NanoVNA-H and NanoVNA-H4 have poor Port 1 and Port2 impedance characteristics.

Don’t know about other products.

Roger

Jim Lux 2025/03/21 14:08

The original NanoVNA (with the 2.x” screen) has a 17 dB (or something like that, I can’t remember the exact value) resistive pad on CH1 (port 2) before the input to the mixer. It’s pretty close to the actual connector, so it’s probably pretty good up to 900 MHz (the top freq for the original design) assuming the resistors are 1%.

The CH0 is a resistive bridge made of 100 and 50 ohm resistors, so all told probably within a few percent, considering what the bridge is connected to and fed from.

It kind of depends on what “significant impedance issue” means in this context. And whether it “calibrates out”. The source impedance (CH0) would probably calibrate out in the SOL cal.
The CH1 impedance, not as much - when you do the thru cal, you’re sort of rolling the CH1 gain and mismatch into one measurement. Yes, you are measuring the power reflected back with the CH0 bridge (which is calibrated), so that *should* essentially measure the difference from 50 ohms, but it is intertwined with the other cal measurements (for instance, Does the SOL CH0 cal actually determine the source impedance of the port?)

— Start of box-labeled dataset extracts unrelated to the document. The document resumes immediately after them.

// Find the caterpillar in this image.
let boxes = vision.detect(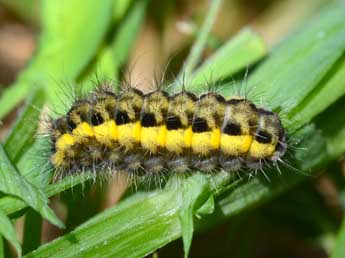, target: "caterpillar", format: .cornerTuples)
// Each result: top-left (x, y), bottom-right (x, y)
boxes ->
(49, 82), (287, 179)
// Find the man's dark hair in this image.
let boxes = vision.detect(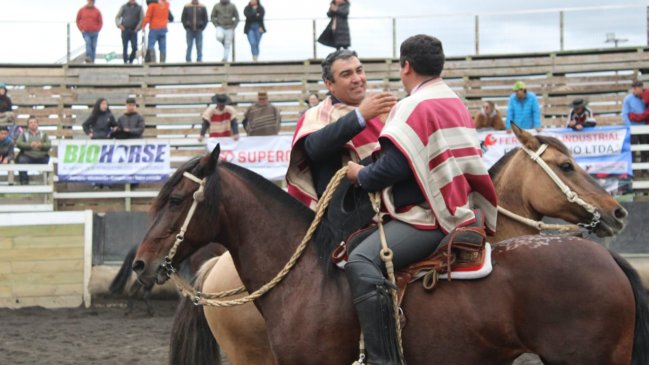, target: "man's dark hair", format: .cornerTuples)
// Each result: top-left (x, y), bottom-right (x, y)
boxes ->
(321, 49), (358, 82)
(399, 34), (445, 77)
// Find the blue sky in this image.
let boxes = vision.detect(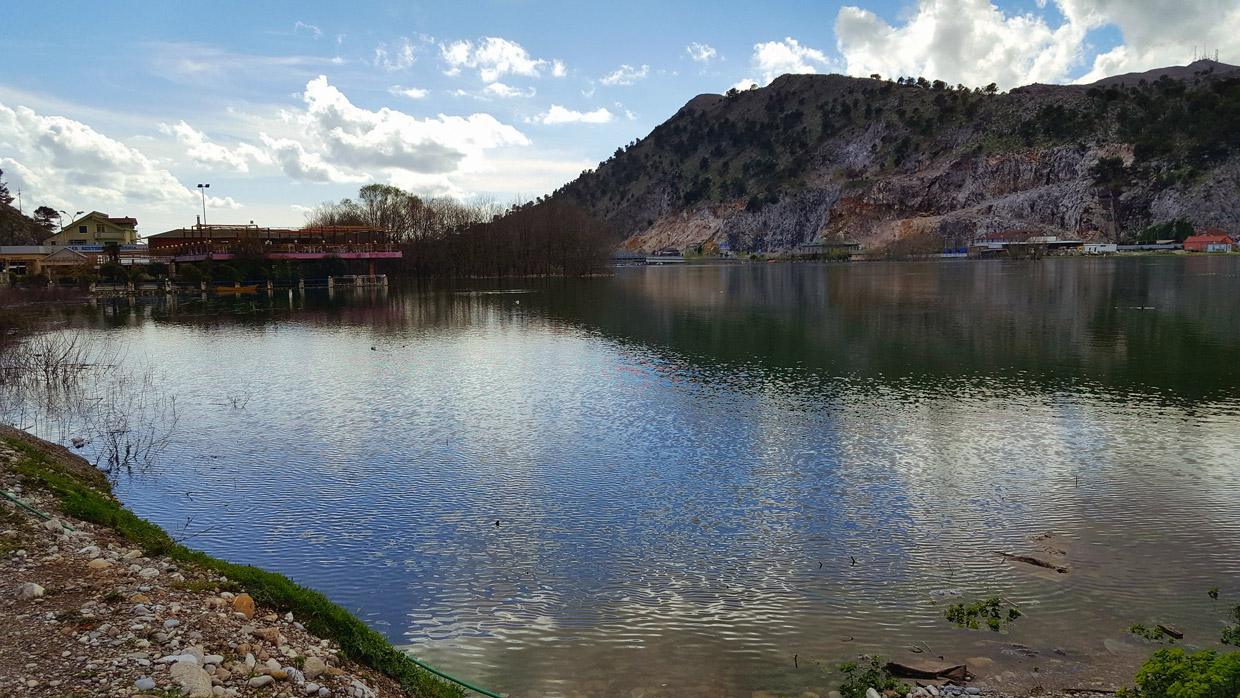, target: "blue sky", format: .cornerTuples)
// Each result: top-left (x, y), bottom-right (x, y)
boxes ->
(0, 0), (1240, 234)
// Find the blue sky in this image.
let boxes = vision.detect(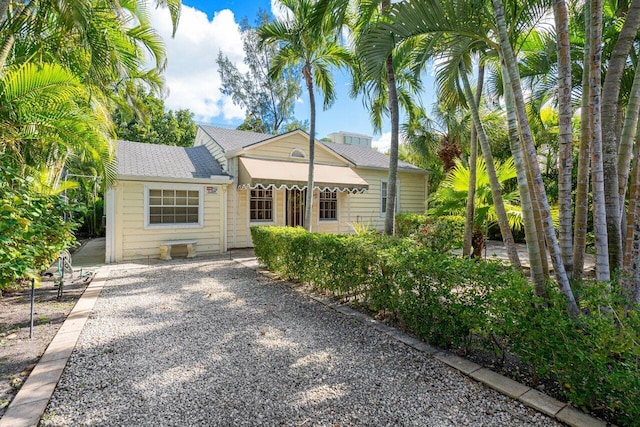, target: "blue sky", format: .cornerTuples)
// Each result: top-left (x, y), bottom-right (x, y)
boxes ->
(151, 0), (438, 151)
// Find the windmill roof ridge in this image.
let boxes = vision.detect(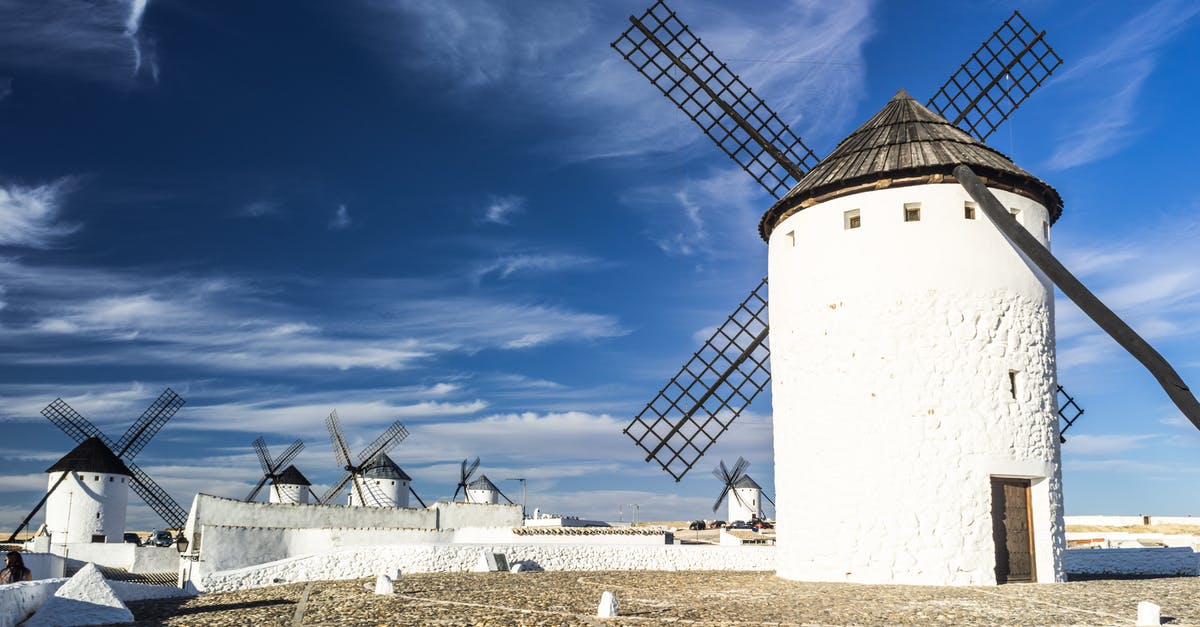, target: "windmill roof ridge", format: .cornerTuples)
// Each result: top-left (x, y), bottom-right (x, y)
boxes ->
(362, 453), (413, 482)
(46, 436), (133, 477)
(758, 89), (1062, 240)
(271, 464), (312, 485)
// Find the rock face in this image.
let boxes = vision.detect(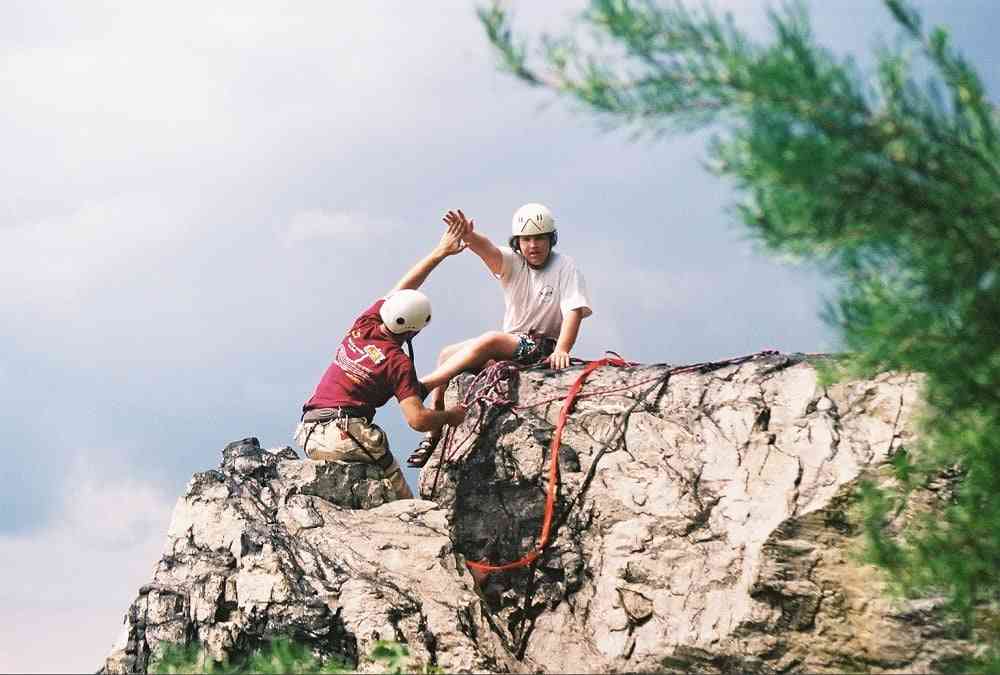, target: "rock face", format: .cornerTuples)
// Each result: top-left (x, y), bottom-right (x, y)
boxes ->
(103, 438), (513, 673)
(104, 354), (971, 673)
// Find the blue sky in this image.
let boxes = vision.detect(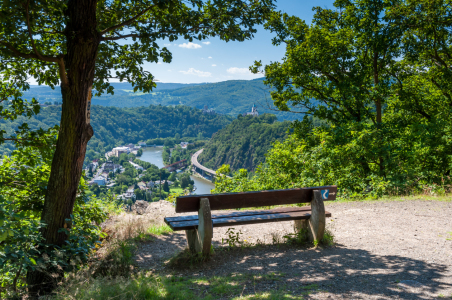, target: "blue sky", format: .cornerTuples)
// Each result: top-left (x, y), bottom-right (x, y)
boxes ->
(25, 0), (334, 84)
(148, 0), (334, 83)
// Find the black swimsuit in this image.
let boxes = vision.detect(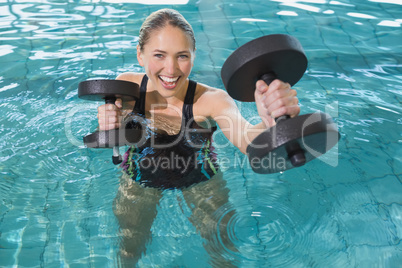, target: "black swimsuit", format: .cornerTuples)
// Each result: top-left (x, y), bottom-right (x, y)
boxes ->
(121, 75), (218, 189)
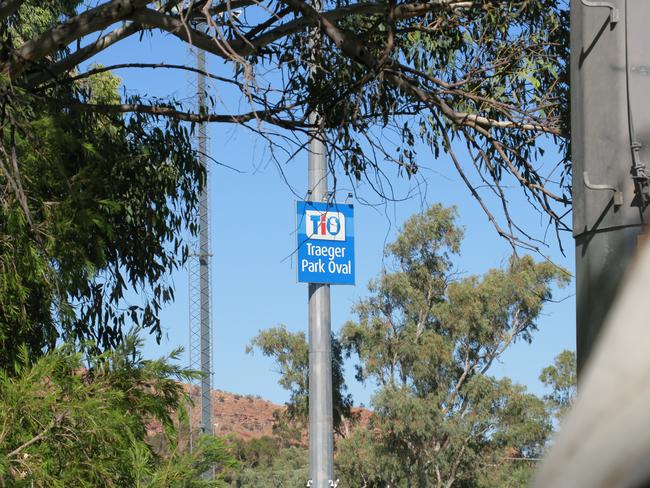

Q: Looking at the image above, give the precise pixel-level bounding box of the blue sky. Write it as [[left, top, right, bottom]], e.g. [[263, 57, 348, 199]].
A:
[[93, 28, 575, 404]]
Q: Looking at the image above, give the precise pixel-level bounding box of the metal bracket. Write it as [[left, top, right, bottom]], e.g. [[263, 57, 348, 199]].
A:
[[580, 0, 619, 27], [582, 171, 623, 207]]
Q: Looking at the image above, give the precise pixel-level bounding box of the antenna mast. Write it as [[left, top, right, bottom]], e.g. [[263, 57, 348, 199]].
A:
[[189, 38, 213, 449]]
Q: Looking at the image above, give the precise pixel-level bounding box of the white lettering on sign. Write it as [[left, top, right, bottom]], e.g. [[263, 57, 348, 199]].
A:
[[306, 242, 345, 261], [305, 210, 345, 241]]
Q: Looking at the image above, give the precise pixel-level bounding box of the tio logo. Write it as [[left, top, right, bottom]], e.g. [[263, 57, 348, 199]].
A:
[[305, 210, 345, 241]]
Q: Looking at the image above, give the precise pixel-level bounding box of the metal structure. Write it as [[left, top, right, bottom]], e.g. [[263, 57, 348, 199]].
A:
[[308, 123, 334, 488], [571, 0, 650, 371], [307, 0, 336, 482], [189, 39, 213, 454]]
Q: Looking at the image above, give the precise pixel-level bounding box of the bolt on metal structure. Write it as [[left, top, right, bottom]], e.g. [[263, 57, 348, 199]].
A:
[[189, 37, 213, 454]]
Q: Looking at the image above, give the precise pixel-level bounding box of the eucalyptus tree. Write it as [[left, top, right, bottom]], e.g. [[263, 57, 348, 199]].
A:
[[0, 0, 570, 362], [337, 206, 568, 488]]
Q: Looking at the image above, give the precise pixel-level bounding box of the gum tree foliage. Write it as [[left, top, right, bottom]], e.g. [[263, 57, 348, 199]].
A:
[[0, 335, 236, 488], [246, 205, 569, 488], [247, 326, 352, 440], [0, 0, 570, 363], [539, 350, 578, 420], [0, 2, 204, 370], [338, 205, 568, 487]]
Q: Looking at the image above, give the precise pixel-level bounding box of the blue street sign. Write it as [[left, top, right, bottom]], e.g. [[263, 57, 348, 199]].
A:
[[297, 202, 354, 285]]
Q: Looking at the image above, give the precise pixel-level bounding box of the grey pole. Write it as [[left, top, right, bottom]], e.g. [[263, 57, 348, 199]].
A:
[[196, 45, 212, 434], [571, 0, 650, 371], [307, 0, 334, 488], [308, 119, 334, 488]]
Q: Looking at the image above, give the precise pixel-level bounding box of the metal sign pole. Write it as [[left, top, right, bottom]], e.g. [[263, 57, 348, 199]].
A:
[[308, 114, 334, 488], [571, 0, 650, 373]]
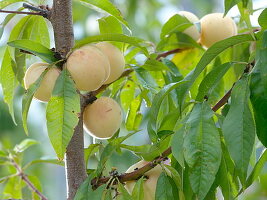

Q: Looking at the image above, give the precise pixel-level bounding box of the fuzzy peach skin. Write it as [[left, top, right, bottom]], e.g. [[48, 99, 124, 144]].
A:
[[178, 11, 200, 41], [83, 97, 122, 139], [125, 160, 162, 200], [200, 13, 237, 47], [96, 42, 125, 84], [66, 45, 109, 91]]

Some of the other newer models have switches at the input which may or may not affect the match on the ports - I’ve not looked the design in as much detail.

John Gord 2025/03/21 17:43

Roger,
I checked my H4, HW version 4.3_MS:
Port 2 is better than 25dB RL to 1GHz.
Port 1 is better than 20dB RL to 1GHz,
I wouldn't call that poor.
(The corresponding uncorrected RL limits for the 8753D are 18dB and 16 dB to 1.3GHz.)
--John Gord

On Fri, Mar 21, 2025 at 09:59 AM, Roger Need wrote:

biastee 2025/03/21 22:08

Tom,
I have a HCXQS-supplied V2+. The S11 traces below are actually measuring Port 2 because the ports are connected with a coax.
• Port2 RL better than -20 dB (SWR <1.2) below 1.6 GHz
• Over 1.6~4.0 GHz, port2 RL < -15 dB (SWR <1.5)
I didn't measure the port 1 match bcos the V2+ is incapable of doing that.
Hence, when I want to measure the S11 of a DUT with poor reverse isolation, e.g. biastee / cable, I will connect a 10 dB attenuator to port 2.
73, Leong, 9M2LCL, ex-9W2LC

Roger Need 2025/03/23 15:12

On Fri, Mar 21, 2025 at 08:00 PM, John Gord wrote:

>
> I checked my H4, HW version 4.3_MS:
> Port 2 is better than 25dB RL to 1GHz.
> Port 1 is better than 20dB RL to 1GHz,
> I wouldn't call that poor.
>
>

Return Loss is only part of the story.  It depends on what you are doing.  When making impedance measurements using the "S21 series" method the Port 2 (CH1 on some NanoVNA's)  needs to be very close  to 50 ohms in order to get accurate results.

Here are some plots made on a NanoVNA-H Port2 (CH1)which is the older 2.8" version. RL is worse case -17 dB but look how far off 50+j0 the results are as the frequency increases.

These plots were made on an older NanoVNA-H4 version 4.2 SI.  Much better RL but still not close to 50+j0 as frequency increases.

One trick that can be used is to add an attenuator to Port 2 and then "cal it out" during calibration.  Note the improvement.